Corona-X Preliminary API A.1
Tyler Besselman
November 26, 2015
[TOC]
#CAR Format X.F
This is the final format for a CAR Archive. It supersedes all previous formats for the archive and is the definitive specification for CAR Archive Files. A CAR Archive is meant to represent a single directory and all files contained within it using a single file/archive.
##Format
CAR Archives are lists of files and corresponding data. All forms of a CAR Archive include information to ensure enclosed data is not corrupted. They may also optionally include metadata that allows for signing of the file, encrypting archived contents, and compression.
Paths in this format are separated not by /
or \
, but rather by the :
character. This allows the characters /
and \
to be used in path names. If the :
character is used in a path name, it may be replaced by the unicode character 0xEEEE
in order to denote a :
in the final path. Paths in archives are all relative to an arbitrary root directory at path @
. All paths are specified as either in the @
directory or one of its subdirectories. No files may be outside the @
directory, and while there is no symbolic link to the current directory (.
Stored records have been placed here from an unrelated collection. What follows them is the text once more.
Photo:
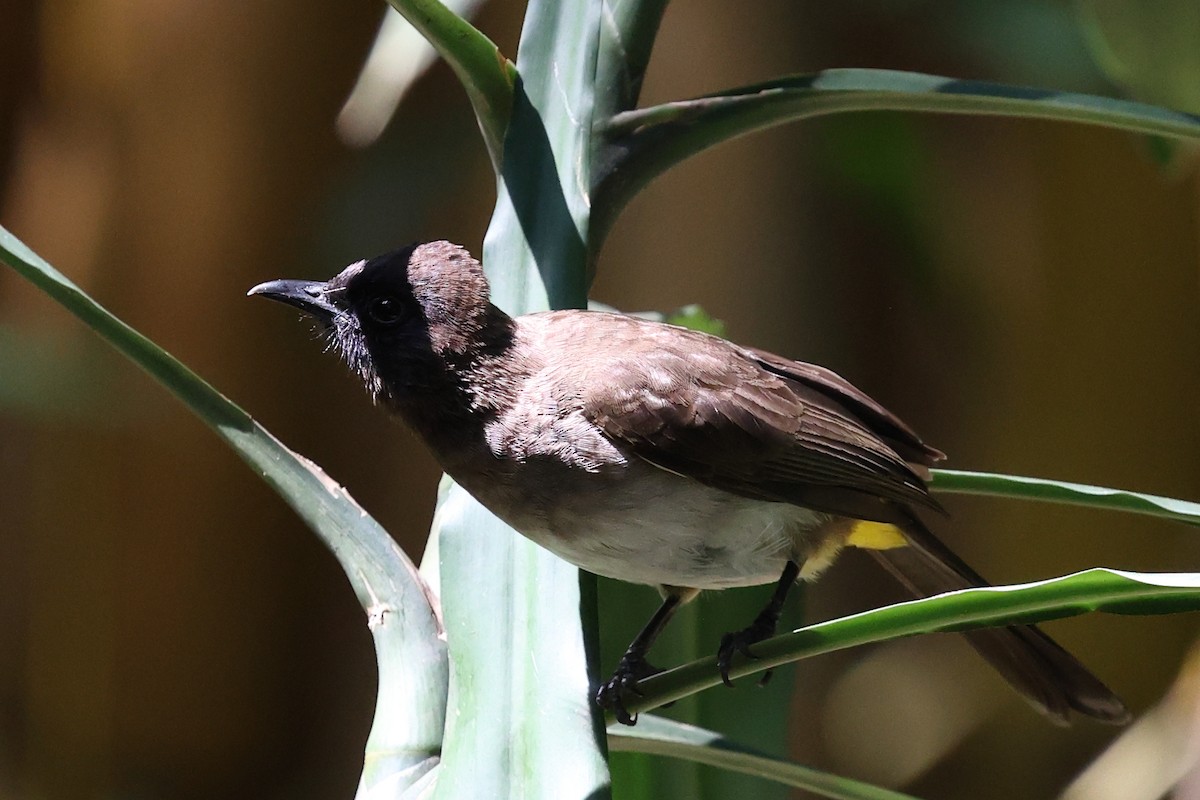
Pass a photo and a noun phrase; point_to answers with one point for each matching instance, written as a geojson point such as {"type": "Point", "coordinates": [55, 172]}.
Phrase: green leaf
{"type": "Point", "coordinates": [647, 142]}
{"type": "Point", "coordinates": [1099, 589]}
{"type": "Point", "coordinates": [411, 707]}
{"type": "Point", "coordinates": [1039, 488]}
{"type": "Point", "coordinates": [399, 56]}
{"type": "Point", "coordinates": [697, 319]}
{"type": "Point", "coordinates": [481, 68]}
{"type": "Point", "coordinates": [1150, 48]}
{"type": "Point", "coordinates": [661, 737]}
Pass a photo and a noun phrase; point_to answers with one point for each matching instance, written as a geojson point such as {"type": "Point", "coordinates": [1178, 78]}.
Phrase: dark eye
{"type": "Point", "coordinates": [385, 311]}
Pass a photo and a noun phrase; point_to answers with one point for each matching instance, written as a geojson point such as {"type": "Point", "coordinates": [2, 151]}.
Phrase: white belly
{"type": "Point", "coordinates": [653, 527]}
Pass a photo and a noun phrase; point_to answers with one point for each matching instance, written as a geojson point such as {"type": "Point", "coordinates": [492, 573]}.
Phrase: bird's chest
{"type": "Point", "coordinates": [634, 522]}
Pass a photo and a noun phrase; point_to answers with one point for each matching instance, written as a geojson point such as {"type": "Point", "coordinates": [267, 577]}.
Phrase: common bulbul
{"type": "Point", "coordinates": [658, 455]}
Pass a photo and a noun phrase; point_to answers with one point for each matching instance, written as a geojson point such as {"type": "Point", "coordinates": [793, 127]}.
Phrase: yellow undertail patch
{"type": "Point", "coordinates": [875, 536]}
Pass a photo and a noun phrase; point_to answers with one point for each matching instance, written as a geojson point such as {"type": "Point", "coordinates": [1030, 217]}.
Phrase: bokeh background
{"type": "Point", "coordinates": [1025, 294]}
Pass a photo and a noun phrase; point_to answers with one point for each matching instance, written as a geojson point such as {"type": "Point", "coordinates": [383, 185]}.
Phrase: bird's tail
{"type": "Point", "coordinates": [1037, 666]}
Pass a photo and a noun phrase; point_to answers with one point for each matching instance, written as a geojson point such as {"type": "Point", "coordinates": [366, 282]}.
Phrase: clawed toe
{"type": "Point", "coordinates": [625, 680]}
{"type": "Point", "coordinates": [741, 642]}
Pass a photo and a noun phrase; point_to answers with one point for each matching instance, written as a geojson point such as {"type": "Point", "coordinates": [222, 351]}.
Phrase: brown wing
{"type": "Point", "coordinates": [732, 419]}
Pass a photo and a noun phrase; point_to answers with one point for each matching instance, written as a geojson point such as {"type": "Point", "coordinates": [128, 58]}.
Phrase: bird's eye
{"type": "Point", "coordinates": [385, 311]}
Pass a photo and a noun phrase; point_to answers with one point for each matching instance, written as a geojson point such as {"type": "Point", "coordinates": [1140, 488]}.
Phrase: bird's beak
{"type": "Point", "coordinates": [309, 296]}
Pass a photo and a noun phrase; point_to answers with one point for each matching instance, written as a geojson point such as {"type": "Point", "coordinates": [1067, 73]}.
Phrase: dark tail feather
{"type": "Point", "coordinates": [1038, 667]}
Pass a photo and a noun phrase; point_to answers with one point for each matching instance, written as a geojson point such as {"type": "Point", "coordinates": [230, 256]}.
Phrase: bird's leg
{"type": "Point", "coordinates": [633, 666]}
{"type": "Point", "coordinates": [763, 627]}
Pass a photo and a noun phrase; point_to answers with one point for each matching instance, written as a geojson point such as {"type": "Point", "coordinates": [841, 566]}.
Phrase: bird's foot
{"type": "Point", "coordinates": [763, 627]}
{"type": "Point", "coordinates": [631, 669]}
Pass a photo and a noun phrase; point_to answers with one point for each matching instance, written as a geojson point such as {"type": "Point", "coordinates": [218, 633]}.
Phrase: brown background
{"type": "Point", "coordinates": [1024, 293]}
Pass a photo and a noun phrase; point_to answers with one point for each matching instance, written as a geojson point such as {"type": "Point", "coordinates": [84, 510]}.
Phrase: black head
{"type": "Point", "coordinates": [402, 320]}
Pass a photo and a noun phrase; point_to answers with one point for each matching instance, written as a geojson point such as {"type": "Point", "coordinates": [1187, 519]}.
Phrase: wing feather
{"type": "Point", "coordinates": [747, 421]}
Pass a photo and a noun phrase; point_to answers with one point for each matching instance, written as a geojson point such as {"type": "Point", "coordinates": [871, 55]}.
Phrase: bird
{"type": "Point", "coordinates": [659, 455]}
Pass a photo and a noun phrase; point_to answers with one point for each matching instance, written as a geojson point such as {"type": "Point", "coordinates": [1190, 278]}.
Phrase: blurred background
{"type": "Point", "coordinates": [1025, 294]}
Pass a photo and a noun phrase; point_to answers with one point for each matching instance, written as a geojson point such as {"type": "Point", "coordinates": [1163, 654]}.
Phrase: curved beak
{"type": "Point", "coordinates": [306, 295]}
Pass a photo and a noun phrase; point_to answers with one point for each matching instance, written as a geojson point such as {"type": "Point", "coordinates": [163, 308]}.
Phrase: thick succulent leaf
{"type": "Point", "coordinates": [481, 68]}
{"type": "Point", "coordinates": [1099, 589]}
{"type": "Point", "coordinates": [399, 56]}
{"type": "Point", "coordinates": [401, 614]}
{"type": "Point", "coordinates": [522, 722]}
{"type": "Point", "coordinates": [660, 737]}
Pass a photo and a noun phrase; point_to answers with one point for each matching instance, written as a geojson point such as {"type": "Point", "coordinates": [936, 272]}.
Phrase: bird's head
{"type": "Point", "coordinates": [403, 319]}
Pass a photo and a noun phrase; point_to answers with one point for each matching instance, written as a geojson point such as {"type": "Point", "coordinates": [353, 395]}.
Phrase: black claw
{"type": "Point", "coordinates": [763, 627]}
{"type": "Point", "coordinates": [630, 672]}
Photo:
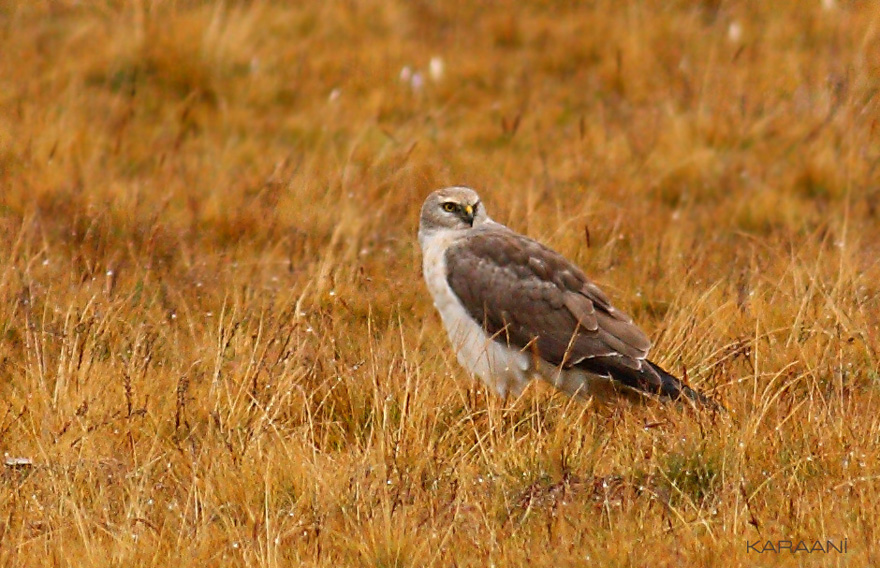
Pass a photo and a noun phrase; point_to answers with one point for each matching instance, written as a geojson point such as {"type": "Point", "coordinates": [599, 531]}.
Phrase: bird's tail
{"type": "Point", "coordinates": [672, 388]}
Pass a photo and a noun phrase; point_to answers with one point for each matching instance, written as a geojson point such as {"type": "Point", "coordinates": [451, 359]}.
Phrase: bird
{"type": "Point", "coordinates": [515, 310]}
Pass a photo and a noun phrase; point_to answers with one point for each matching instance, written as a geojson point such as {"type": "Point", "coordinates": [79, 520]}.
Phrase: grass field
{"type": "Point", "coordinates": [216, 348]}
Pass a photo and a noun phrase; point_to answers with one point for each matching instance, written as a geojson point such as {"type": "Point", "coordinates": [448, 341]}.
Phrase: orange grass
{"type": "Point", "coordinates": [216, 348]}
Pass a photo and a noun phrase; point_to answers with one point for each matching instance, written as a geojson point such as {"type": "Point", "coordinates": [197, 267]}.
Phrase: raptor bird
{"type": "Point", "coordinates": [515, 309]}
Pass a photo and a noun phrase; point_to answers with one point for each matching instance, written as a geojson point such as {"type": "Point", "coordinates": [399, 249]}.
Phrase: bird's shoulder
{"type": "Point", "coordinates": [498, 252]}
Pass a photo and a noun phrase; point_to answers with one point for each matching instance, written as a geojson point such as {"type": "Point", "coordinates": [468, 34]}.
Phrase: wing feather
{"type": "Point", "coordinates": [526, 294]}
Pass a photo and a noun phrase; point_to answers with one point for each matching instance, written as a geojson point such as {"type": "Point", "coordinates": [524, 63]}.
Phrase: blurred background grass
{"type": "Point", "coordinates": [216, 349]}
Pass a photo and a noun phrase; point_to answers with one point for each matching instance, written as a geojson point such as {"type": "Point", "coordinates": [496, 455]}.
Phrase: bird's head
{"type": "Point", "coordinates": [452, 208]}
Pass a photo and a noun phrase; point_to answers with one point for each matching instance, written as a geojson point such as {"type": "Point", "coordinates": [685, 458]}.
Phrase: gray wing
{"type": "Point", "coordinates": [531, 297]}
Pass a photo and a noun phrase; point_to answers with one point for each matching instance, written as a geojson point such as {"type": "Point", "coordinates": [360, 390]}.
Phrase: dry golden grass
{"type": "Point", "coordinates": [216, 348]}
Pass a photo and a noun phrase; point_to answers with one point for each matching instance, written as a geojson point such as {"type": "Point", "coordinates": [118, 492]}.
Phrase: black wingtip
{"type": "Point", "coordinates": [673, 388]}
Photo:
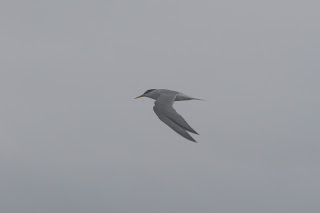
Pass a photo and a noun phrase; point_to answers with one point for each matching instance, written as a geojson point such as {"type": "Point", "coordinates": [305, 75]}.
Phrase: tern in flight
{"type": "Point", "coordinates": [166, 113]}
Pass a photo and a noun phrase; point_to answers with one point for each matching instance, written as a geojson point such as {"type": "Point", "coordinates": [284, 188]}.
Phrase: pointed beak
{"type": "Point", "coordinates": [140, 96]}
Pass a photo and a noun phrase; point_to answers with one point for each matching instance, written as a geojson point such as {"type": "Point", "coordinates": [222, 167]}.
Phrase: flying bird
{"type": "Point", "coordinates": [166, 113]}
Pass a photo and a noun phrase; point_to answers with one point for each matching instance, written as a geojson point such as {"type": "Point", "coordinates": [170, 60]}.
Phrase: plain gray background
{"type": "Point", "coordinates": [73, 139]}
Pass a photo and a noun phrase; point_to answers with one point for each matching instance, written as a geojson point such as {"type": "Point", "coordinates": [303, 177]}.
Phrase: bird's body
{"type": "Point", "coordinates": [166, 113]}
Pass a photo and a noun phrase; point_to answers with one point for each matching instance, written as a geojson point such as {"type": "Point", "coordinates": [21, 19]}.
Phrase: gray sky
{"type": "Point", "coordinates": [73, 139]}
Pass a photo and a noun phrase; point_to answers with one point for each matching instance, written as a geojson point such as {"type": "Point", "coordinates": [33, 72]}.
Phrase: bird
{"type": "Point", "coordinates": [163, 107]}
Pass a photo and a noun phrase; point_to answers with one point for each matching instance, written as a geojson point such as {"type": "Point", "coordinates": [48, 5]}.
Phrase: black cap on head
{"type": "Point", "coordinates": [149, 90]}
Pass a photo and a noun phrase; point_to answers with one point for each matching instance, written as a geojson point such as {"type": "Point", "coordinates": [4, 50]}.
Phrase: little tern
{"type": "Point", "coordinates": [166, 113]}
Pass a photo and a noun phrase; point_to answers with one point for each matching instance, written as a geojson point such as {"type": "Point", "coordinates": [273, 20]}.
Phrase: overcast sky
{"type": "Point", "coordinates": [73, 139]}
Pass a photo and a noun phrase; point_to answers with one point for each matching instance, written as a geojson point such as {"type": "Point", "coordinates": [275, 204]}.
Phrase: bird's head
{"type": "Point", "coordinates": [149, 93]}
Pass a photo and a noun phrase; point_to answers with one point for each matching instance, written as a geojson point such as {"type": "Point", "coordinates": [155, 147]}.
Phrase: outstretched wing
{"type": "Point", "coordinates": [167, 114]}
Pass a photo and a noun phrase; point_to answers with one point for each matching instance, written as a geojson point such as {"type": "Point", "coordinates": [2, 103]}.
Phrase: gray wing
{"type": "Point", "coordinates": [167, 114]}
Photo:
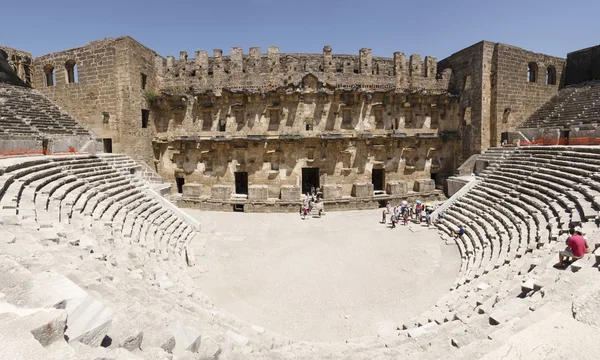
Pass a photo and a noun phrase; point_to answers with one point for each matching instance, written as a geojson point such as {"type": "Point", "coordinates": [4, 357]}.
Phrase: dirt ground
{"type": "Point", "coordinates": [341, 276]}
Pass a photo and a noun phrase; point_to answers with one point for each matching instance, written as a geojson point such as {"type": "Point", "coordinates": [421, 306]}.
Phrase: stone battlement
{"type": "Point", "coordinates": [256, 71]}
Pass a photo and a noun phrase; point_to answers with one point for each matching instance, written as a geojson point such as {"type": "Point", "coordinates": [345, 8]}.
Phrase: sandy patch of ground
{"type": "Point", "coordinates": [341, 276]}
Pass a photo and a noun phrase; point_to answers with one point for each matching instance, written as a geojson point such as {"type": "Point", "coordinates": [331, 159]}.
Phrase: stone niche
{"type": "Point", "coordinates": [221, 192]}
{"type": "Point", "coordinates": [424, 185]}
{"type": "Point", "coordinates": [396, 188]}
{"type": "Point", "coordinates": [332, 191]}
{"type": "Point", "coordinates": [192, 190]}
{"type": "Point", "coordinates": [480, 165]}
{"type": "Point", "coordinates": [362, 190]}
{"type": "Point", "coordinates": [290, 192]}
{"type": "Point", "coordinates": [258, 192]}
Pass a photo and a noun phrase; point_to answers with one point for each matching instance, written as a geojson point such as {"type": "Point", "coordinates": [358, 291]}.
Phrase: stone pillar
{"type": "Point", "coordinates": [221, 192]}
{"type": "Point", "coordinates": [273, 56]}
{"type": "Point", "coordinates": [332, 191]}
{"type": "Point", "coordinates": [218, 70]}
{"type": "Point", "coordinates": [192, 190]}
{"type": "Point", "coordinates": [202, 64]}
{"type": "Point", "coordinates": [362, 190]}
{"type": "Point", "coordinates": [236, 63]}
{"type": "Point", "coordinates": [170, 65]}
{"type": "Point", "coordinates": [431, 71]}
{"type": "Point", "coordinates": [328, 64]}
{"type": "Point", "coordinates": [366, 61]}
{"type": "Point", "coordinates": [424, 185]}
{"type": "Point", "coordinates": [182, 63]}
{"type": "Point", "coordinates": [400, 69]}
{"type": "Point", "coordinates": [396, 188]}
{"type": "Point", "coordinates": [415, 71]}
{"type": "Point", "coordinates": [290, 192]}
{"type": "Point", "coordinates": [254, 62]}
{"type": "Point", "coordinates": [258, 192]}
{"type": "Point", "coordinates": [430, 67]}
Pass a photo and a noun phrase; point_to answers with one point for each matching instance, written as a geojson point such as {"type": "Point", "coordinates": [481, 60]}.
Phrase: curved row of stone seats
{"type": "Point", "coordinates": [27, 112]}
{"type": "Point", "coordinates": [87, 194]}
{"type": "Point", "coordinates": [493, 158]}
{"type": "Point", "coordinates": [573, 105]}
{"type": "Point", "coordinates": [512, 219]}
{"type": "Point", "coordinates": [508, 301]}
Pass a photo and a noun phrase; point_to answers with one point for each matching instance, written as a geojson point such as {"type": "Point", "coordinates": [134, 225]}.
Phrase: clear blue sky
{"type": "Point", "coordinates": [435, 28]}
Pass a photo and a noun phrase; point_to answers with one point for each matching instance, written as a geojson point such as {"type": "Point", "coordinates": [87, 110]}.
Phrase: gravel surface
{"type": "Point", "coordinates": [342, 276]}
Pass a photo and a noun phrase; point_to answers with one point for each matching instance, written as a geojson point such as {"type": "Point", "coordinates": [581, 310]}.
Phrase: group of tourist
{"type": "Point", "coordinates": [312, 200]}
{"type": "Point", "coordinates": [405, 212]}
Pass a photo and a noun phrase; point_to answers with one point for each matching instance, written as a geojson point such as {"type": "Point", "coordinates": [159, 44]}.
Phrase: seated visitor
{"type": "Point", "coordinates": [576, 248]}
{"type": "Point", "coordinates": [461, 231]}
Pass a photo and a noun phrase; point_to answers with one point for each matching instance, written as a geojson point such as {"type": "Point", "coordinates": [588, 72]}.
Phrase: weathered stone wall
{"type": "Point", "coordinates": [21, 62]}
{"type": "Point", "coordinates": [516, 98]}
{"type": "Point", "coordinates": [495, 94]}
{"type": "Point", "coordinates": [276, 163]}
{"type": "Point", "coordinates": [583, 65]}
{"type": "Point", "coordinates": [106, 95]}
{"type": "Point", "coordinates": [255, 71]}
{"type": "Point", "coordinates": [307, 114]}
{"type": "Point", "coordinates": [95, 91]}
{"type": "Point", "coordinates": [133, 60]}
{"type": "Point", "coordinates": [467, 80]}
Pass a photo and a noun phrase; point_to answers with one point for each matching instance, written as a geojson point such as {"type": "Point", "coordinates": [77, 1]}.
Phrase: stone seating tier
{"type": "Point", "coordinates": [121, 255]}
{"type": "Point", "coordinates": [573, 105]}
{"type": "Point", "coordinates": [26, 112]}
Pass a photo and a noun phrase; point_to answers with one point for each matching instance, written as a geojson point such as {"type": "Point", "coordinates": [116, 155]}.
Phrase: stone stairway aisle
{"type": "Point", "coordinates": [26, 112]}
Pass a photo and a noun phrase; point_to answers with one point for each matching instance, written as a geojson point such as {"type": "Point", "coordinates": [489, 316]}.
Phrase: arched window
{"type": "Point", "coordinates": [532, 72]}
{"type": "Point", "coordinates": [49, 72]}
{"type": "Point", "coordinates": [551, 75]}
{"type": "Point", "coordinates": [71, 67]}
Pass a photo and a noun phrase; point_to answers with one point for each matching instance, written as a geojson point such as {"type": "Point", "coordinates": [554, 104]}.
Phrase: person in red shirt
{"type": "Point", "coordinates": [576, 247]}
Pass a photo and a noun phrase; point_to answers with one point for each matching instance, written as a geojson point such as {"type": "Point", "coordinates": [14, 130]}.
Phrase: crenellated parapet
{"type": "Point", "coordinates": [260, 72]}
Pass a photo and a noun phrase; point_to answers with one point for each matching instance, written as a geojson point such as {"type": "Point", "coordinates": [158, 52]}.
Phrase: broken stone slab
{"type": "Point", "coordinates": [585, 306]}
{"type": "Point", "coordinates": [551, 338]}
{"type": "Point", "coordinates": [419, 331]}
{"type": "Point", "coordinates": [132, 342]}
{"type": "Point", "coordinates": [507, 311]}
{"type": "Point", "coordinates": [89, 322]}
{"type": "Point", "coordinates": [237, 338]}
{"type": "Point", "coordinates": [528, 285]}
{"type": "Point", "coordinates": [183, 339]}
{"type": "Point", "coordinates": [209, 349]}
{"type": "Point", "coordinates": [46, 325]}
{"type": "Point", "coordinates": [189, 256]}
{"type": "Point", "coordinates": [162, 280]}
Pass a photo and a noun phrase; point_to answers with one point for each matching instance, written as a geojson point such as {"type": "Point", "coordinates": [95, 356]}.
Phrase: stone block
{"type": "Point", "coordinates": [290, 192]}
{"type": "Point", "coordinates": [192, 190]}
{"type": "Point", "coordinates": [237, 338]}
{"type": "Point", "coordinates": [258, 192]}
{"type": "Point", "coordinates": [89, 322]}
{"type": "Point", "coordinates": [362, 190]}
{"type": "Point", "coordinates": [396, 188]}
{"type": "Point", "coordinates": [332, 191]}
{"type": "Point", "coordinates": [184, 339]}
{"type": "Point", "coordinates": [221, 192]}
{"type": "Point", "coordinates": [424, 185]}
{"type": "Point", "coordinates": [46, 325]}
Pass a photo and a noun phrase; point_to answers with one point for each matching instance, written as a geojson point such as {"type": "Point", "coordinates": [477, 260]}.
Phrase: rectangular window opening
{"type": "Point", "coordinates": [144, 80]}
{"type": "Point", "coordinates": [107, 145]}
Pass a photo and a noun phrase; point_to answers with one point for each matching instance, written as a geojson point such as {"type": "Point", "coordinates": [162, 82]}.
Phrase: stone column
{"type": "Point", "coordinates": [400, 69]}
) or its parent directory (..
), the filenames .
and ..
are still prohibited in archives.
Implementation Note: All numerical values in CAR archives should be in little endian format.
Note: For the archive's encryption and compression algorithms to work together correctly, the header and data modification sections must be left intact in the compressed/encrypted header.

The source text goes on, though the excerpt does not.